31/01/2009 @10:52:30 ^14:38:38

Deep Into The Depths Of Hell

Imagine if it were still the mid-nineties and somebody went forwards in time ten years, saw Alien Vendetta and Deus Vult, and came back and tried to remake what they saw. That pretty much sums this wad up.

Quite an easy slaughter map given the number of invulnerabilities available, but linear and disjoint (clear out an area, move on) garishly textured (e.g. walls thousands of units long with LITE5 on them, oh and let's not forget all the flashing lights) and has several bugs (monsters stuck together inside a teleporter trap, lava pits that don't actually damage you containing non-functional escape teleporters)

Finally, I never realised how cheesy B-movie-ish the name was until I looked it up just now. The filename is just "deep.wad"

Dead Perfect

Two small deathmatch maps modified for single player. The most interesting thing about these maps is that they are made by one of the authors of Hell Revealed, and it shows. The style is unmistakeable.

They're not brilliant, but... well, obviously you should play this. It's more Hell Revealed!

Ivano: 1024

As the name suggests, a 1024x1024 map. Textured mostly in green variants of IWAD textures like BROWN96 and BRONZE, and makes excessive use of curve approximation, which I assume is one of those modern editor "press button to add gratuitious detail" features.

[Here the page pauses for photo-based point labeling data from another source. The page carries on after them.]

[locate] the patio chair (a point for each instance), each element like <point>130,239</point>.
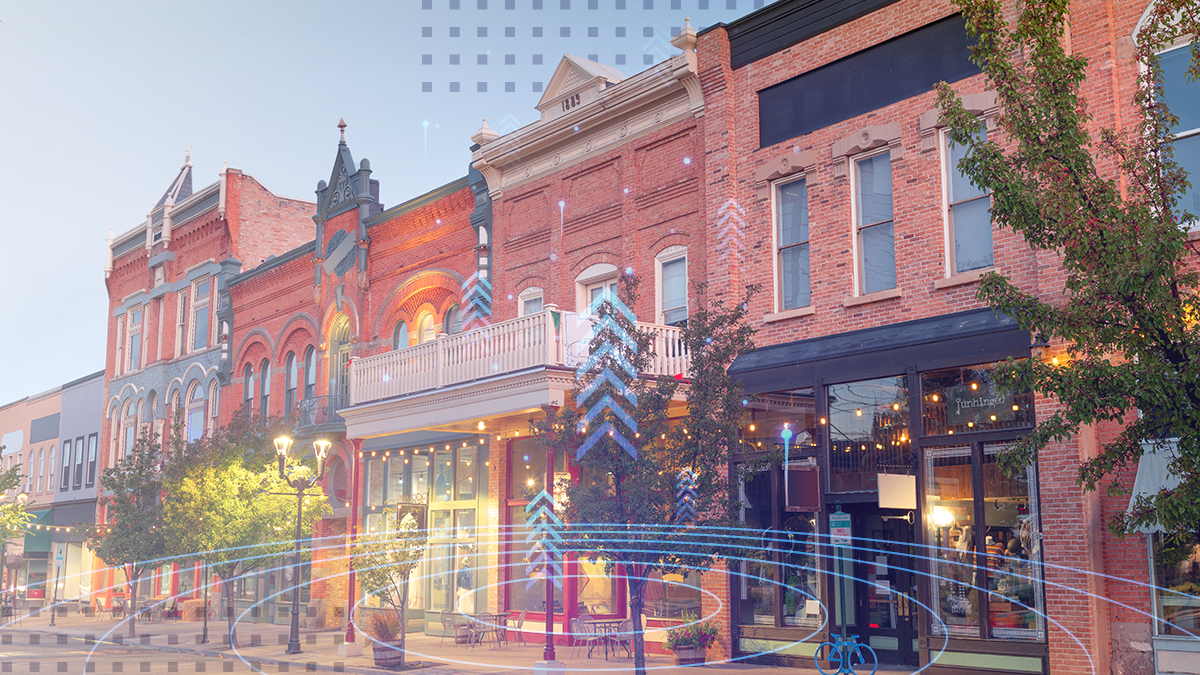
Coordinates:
<point>520,626</point>
<point>623,637</point>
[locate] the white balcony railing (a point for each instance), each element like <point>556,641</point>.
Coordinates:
<point>549,338</point>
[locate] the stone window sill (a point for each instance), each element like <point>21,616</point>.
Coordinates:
<point>789,314</point>
<point>879,296</point>
<point>963,279</point>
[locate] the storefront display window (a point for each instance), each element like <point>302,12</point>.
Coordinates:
<point>868,432</point>
<point>949,517</point>
<point>595,591</point>
<point>961,400</point>
<point>1177,577</point>
<point>1017,602</point>
<point>672,595</point>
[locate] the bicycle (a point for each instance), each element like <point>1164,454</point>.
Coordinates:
<point>858,656</point>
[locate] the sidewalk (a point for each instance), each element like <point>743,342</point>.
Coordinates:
<point>264,644</point>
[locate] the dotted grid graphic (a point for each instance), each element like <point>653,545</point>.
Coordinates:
<point>511,46</point>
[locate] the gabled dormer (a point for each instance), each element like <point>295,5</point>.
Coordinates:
<point>576,82</point>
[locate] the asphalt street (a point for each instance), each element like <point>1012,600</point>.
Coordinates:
<point>25,652</point>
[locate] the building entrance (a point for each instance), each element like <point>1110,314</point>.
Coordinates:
<point>880,599</point>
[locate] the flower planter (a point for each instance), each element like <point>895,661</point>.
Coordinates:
<point>387,655</point>
<point>685,656</point>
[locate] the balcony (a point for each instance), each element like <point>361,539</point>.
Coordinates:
<point>545,340</point>
<point>321,411</point>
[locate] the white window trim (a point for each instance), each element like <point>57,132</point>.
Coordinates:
<point>859,272</point>
<point>529,294</point>
<point>777,300</point>
<point>667,255</point>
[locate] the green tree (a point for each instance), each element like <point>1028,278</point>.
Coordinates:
<point>13,515</point>
<point>228,505</point>
<point>624,508</point>
<point>1108,204</point>
<point>133,537</point>
<point>383,563</point>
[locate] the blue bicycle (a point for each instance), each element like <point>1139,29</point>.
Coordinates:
<point>858,657</point>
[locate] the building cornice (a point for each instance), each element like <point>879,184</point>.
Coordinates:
<point>642,103</point>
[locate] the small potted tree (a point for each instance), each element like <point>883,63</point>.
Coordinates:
<point>690,641</point>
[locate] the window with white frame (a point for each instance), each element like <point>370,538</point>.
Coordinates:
<point>66,465</point>
<point>967,213</point>
<point>529,302</point>
<point>874,232</point>
<point>671,268</point>
<point>1182,97</point>
<point>135,340</point>
<point>792,244</point>
<point>181,323</point>
<point>201,291</point>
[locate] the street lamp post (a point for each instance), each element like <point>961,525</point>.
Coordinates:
<point>321,447</point>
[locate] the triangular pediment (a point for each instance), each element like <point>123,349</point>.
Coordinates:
<point>575,75</point>
<point>342,183</point>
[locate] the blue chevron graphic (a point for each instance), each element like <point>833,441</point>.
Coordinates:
<point>607,376</point>
<point>685,496</point>
<point>606,350</point>
<point>544,553</point>
<point>599,432</point>
<point>606,402</point>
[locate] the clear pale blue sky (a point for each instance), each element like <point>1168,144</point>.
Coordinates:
<point>99,102</point>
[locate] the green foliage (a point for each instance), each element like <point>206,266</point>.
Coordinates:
<point>383,563</point>
<point>13,515</point>
<point>133,537</point>
<point>1107,209</point>
<point>228,503</point>
<point>693,634</point>
<point>623,509</point>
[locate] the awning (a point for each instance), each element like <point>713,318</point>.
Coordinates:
<point>1153,476</point>
<point>873,352</point>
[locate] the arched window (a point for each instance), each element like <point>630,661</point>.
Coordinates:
<point>247,387</point>
<point>214,398</point>
<point>425,328</point>
<point>454,320</point>
<point>264,401</point>
<point>340,360</point>
<point>289,384</point>
<point>310,372</point>
<point>195,412</point>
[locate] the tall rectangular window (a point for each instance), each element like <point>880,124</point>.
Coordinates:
<point>969,214</point>
<point>874,226</point>
<point>181,321</point>
<point>135,339</point>
<point>78,457</point>
<point>91,459</point>
<point>675,291</point>
<point>1183,100</point>
<point>201,314</point>
<point>792,244</point>
<point>66,465</point>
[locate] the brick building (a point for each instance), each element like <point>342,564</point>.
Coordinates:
<point>165,279</point>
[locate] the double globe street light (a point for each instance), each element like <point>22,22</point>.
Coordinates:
<point>321,448</point>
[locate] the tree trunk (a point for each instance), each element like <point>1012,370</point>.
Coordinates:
<point>131,577</point>
<point>227,586</point>
<point>636,602</point>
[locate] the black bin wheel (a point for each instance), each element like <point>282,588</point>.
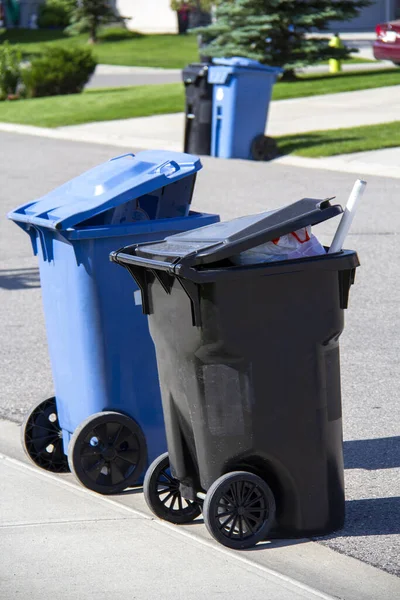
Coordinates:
<point>107,452</point>
<point>263,148</point>
<point>239,510</point>
<point>162,494</point>
<point>41,437</point>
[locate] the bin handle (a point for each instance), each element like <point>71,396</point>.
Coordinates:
<point>168,168</point>
<point>122,258</point>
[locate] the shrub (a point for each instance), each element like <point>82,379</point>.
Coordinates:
<point>10,69</point>
<point>55,13</point>
<point>59,71</point>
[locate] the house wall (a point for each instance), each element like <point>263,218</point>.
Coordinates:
<point>148,16</point>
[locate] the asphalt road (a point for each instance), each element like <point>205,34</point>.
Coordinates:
<point>30,166</point>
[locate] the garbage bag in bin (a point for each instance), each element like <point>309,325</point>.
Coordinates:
<point>248,360</point>
<point>106,413</point>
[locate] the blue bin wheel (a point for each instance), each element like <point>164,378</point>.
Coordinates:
<point>239,510</point>
<point>107,453</point>
<point>163,497</point>
<point>41,437</point>
<point>263,148</point>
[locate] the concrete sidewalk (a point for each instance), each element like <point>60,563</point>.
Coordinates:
<point>113,76</point>
<point>61,540</point>
<point>299,115</point>
<point>296,115</point>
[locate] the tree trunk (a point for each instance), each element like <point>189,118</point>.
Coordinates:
<point>93,30</point>
<point>289,75</point>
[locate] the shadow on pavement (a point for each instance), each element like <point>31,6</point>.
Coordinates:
<point>19,279</point>
<point>379,453</point>
<point>372,516</point>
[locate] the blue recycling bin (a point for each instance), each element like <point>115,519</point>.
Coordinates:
<point>106,415</point>
<point>241,96</point>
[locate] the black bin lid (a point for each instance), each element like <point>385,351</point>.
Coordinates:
<point>219,241</point>
<point>193,72</point>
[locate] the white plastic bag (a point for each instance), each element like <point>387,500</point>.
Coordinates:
<point>298,244</point>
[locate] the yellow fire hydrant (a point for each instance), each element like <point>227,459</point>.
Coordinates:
<point>335,65</point>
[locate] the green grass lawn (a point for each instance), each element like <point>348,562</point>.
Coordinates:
<point>140,101</point>
<point>317,144</point>
<point>116,46</point>
<point>119,46</point>
<point>94,105</point>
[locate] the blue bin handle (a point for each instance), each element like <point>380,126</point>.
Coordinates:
<point>168,168</point>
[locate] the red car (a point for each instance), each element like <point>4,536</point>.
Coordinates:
<point>387,44</point>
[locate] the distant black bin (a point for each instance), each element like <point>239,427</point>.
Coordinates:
<point>248,360</point>
<point>198,109</point>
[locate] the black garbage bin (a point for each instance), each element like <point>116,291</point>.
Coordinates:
<point>198,109</point>
<point>248,360</point>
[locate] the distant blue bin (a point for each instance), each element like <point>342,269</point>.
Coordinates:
<point>102,356</point>
<point>241,96</point>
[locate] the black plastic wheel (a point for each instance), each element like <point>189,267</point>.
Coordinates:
<point>162,494</point>
<point>263,148</point>
<point>239,510</point>
<point>107,452</point>
<point>41,437</point>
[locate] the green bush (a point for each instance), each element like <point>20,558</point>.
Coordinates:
<point>59,71</point>
<point>55,13</point>
<point>10,69</point>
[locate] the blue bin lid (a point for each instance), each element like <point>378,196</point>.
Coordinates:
<point>247,63</point>
<point>106,186</point>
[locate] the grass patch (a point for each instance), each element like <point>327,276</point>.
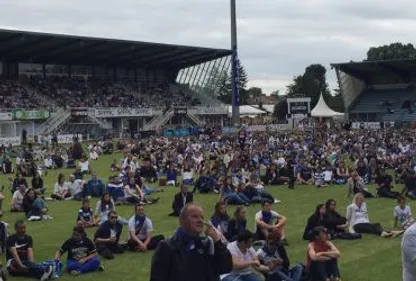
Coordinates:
<point>371,258</point>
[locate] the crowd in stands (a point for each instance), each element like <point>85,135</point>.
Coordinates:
<point>240,169</point>
<point>92,92</point>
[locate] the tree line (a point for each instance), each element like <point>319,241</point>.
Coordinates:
<point>311,83</point>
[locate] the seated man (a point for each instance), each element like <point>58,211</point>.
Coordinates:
<point>274,256</point>
<point>95,187</point>
<point>181,199</point>
<point>107,237</point>
<point>17,199</point>
<point>384,186</point>
<point>82,253</point>
<point>268,221</point>
<point>19,256</point>
<point>77,188</point>
<point>140,232</point>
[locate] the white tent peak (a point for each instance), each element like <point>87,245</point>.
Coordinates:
<point>321,109</point>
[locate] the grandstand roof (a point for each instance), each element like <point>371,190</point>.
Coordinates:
<point>361,70</point>
<point>24,46</point>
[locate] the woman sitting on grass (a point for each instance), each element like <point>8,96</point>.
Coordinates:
<point>322,257</point>
<point>34,207</point>
<point>105,205</point>
<point>358,221</point>
<point>85,216</point>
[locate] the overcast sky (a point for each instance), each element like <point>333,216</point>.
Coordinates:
<point>277,38</point>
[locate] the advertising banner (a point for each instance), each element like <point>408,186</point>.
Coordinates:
<point>31,114</point>
<point>123,112</point>
<point>79,112</point>
<point>6,116</point>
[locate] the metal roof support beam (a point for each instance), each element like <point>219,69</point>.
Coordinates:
<point>175,58</point>
<point>353,72</point>
<point>405,75</point>
<point>106,54</point>
<point>35,46</point>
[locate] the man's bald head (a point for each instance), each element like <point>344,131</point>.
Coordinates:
<point>191,219</point>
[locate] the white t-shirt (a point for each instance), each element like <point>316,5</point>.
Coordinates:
<point>76,187</point>
<point>409,254</point>
<point>259,215</point>
<point>356,215</point>
<point>18,197</point>
<point>402,215</point>
<point>250,255</point>
<point>327,176</point>
<point>84,166</point>
<point>59,189</point>
<point>146,227</point>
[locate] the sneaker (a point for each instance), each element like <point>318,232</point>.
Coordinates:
<point>46,274</point>
<point>75,273</point>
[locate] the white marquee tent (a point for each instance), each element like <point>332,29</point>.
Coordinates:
<point>247,110</point>
<point>321,109</point>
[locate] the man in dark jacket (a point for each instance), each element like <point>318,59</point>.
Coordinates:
<point>187,256</point>
<point>107,237</point>
<point>180,200</point>
<point>274,256</point>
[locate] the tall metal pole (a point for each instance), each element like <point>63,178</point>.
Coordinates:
<point>236,96</point>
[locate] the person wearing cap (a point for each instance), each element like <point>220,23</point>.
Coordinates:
<point>187,255</point>
<point>356,185</point>
<point>274,256</point>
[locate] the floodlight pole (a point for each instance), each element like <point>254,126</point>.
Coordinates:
<point>236,96</point>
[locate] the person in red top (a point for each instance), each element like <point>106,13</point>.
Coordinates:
<point>322,257</point>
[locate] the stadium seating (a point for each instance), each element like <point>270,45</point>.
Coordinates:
<point>78,92</point>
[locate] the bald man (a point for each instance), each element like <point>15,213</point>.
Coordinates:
<point>187,256</point>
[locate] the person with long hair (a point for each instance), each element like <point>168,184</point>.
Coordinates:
<point>34,207</point>
<point>317,219</point>
<point>82,253</point>
<point>61,190</point>
<point>322,257</point>
<point>220,219</point>
<point>105,205</point>
<point>238,224</point>
<point>359,222</point>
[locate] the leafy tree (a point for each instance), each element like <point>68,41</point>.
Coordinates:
<point>280,109</point>
<point>226,86</point>
<point>311,84</point>
<point>393,51</point>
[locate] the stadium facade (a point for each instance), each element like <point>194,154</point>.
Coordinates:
<point>45,67</point>
<point>378,91</point>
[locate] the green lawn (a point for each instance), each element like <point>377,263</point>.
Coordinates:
<point>371,258</point>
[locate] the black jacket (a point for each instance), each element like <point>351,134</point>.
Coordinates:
<point>313,221</point>
<point>170,263</point>
<point>104,231</point>
<point>177,204</point>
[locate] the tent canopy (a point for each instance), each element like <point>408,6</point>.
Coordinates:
<point>321,109</point>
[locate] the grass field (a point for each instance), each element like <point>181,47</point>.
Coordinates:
<point>371,258</point>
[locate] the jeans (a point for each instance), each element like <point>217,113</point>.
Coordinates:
<point>238,277</point>
<point>321,271</point>
<point>34,270</point>
<point>294,274</point>
<point>236,199</point>
<point>90,266</point>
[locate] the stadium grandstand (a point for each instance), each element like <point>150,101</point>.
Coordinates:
<point>59,83</point>
<point>378,91</point>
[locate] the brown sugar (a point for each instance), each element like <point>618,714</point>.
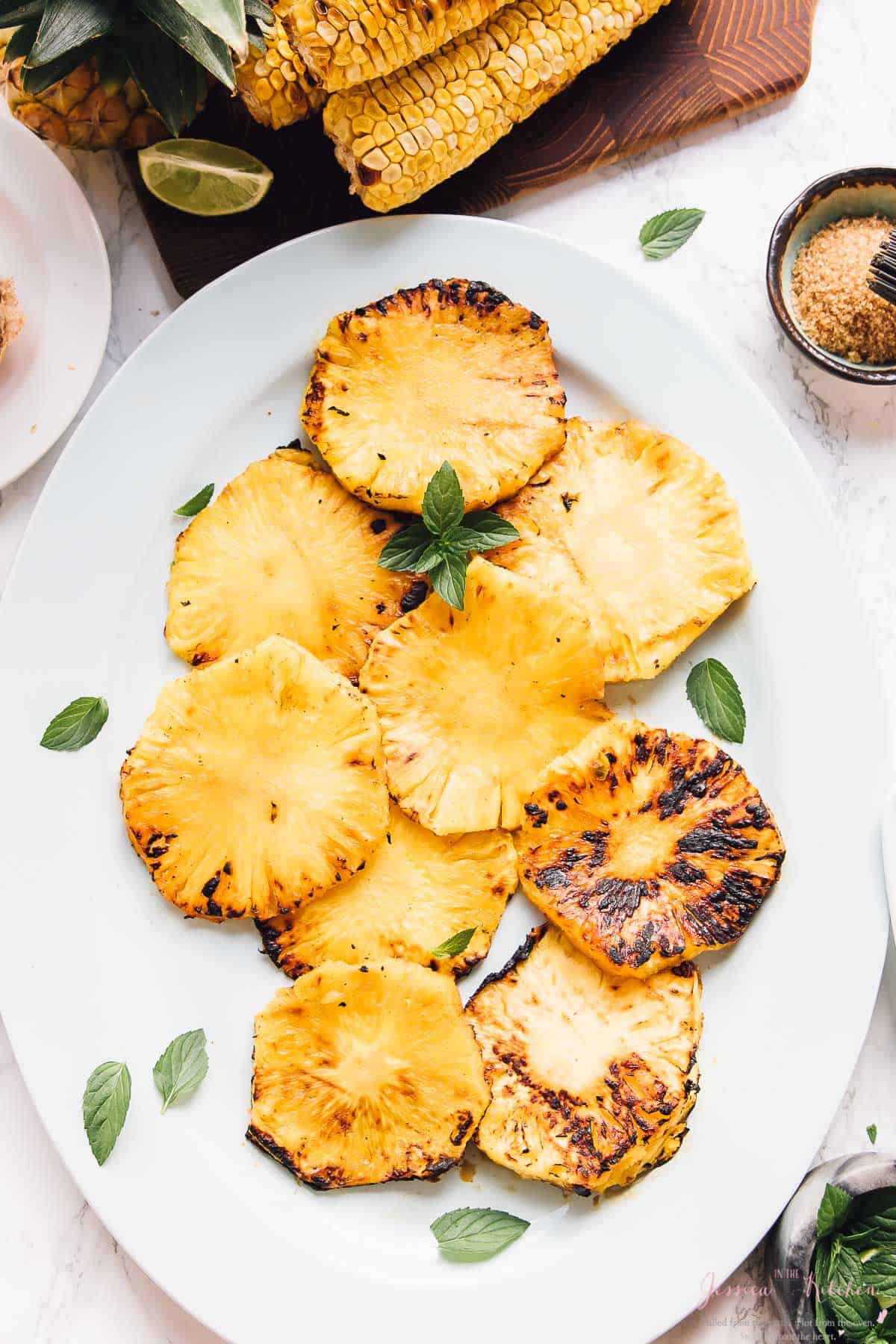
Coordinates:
<point>832,299</point>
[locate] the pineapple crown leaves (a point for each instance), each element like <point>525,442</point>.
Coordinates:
<point>167,46</point>
<point>442,542</point>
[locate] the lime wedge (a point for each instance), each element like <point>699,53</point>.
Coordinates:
<point>203,178</point>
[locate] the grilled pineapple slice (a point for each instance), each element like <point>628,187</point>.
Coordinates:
<point>640,532</point>
<point>591,1077</point>
<point>284,550</point>
<point>415,892</point>
<point>366,1074</point>
<point>474,703</point>
<point>450,370</point>
<point>255,784</point>
<point>648,847</point>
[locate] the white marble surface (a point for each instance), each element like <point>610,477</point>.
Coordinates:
<point>62,1278</point>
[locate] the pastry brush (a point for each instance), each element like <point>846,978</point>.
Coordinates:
<point>882,276</point>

Ignoring this, it's just a small cramped maze of corridors, but is easy and will only take five minutes of your time - so worth a go if you're not bothered by people who abuse "instantly make my map look pretty" map editor features.

Inflation Bay

A harbour-side town, overrun by monsters. Somehow has a 19th-century feel to it - maybe inspired by the town maps in Mordeth, I don't know.*

Heavily detailed, but not just for detail's sake - it actually looks good. Interesting progression too, most buildings are locked from the outside but you jump from one to another via holes blown in the sides. The interiors of the buildings are a little cramped, though.

Gameplay is a fair challenge but not insurmountable. Most of the monsters are small but you don't get much of the heavy weaponry either. The worst part is that there are three chaingunners on towers overlooking the main street and it uses that irritating plutonia-style archvile-in-the-wall trick to keep them alive.

* After writing this I realised that rather than Mordeth it was more similar to another wad - Hellfire. I shouldn't be surprised at all - they have the same author, but I've only just realised this. Oh well.

Dark Caliber

These are three completed maps released by their author, after the project for which they were intended was cancelled. The author, best known for his Xenus series, feels rather aggrieved about this, ranting on at some length in the text file.

Now, while Xenus tended to be techbases, Dark Caliber is more about bricks, wood and torches, but still has the same high detail density and rather cramped feel of the author's previous work. There is also the fair share of minor bugs; nothing serious that would break the map, but I noticed missing textures and items stuck in the air after a floor had lowered, for instance.

Each individual map: the first is a cramped, complex maze, but fairly easy; your main problem is avoiding getting lost. The second is more straightforward - you have three keys to fetch and can get them in any order. It is more difficult, though, especially when it throws 12 pain elementals at you at once in a cramped area (I managed to kill them, but was finished off by rocket splash damage from the following cyberdemon. Last monster killed me, damnit.)

The most interesting map is the third, which is a town, absolutely stuffed with monsters. It felt nicely "whole" (as opposed to disjoint, like the three entirely separate key sections in map02) and had some good secret area placement. However I felt the monsters were a little excessive and the map was too cramped for a slaughter map.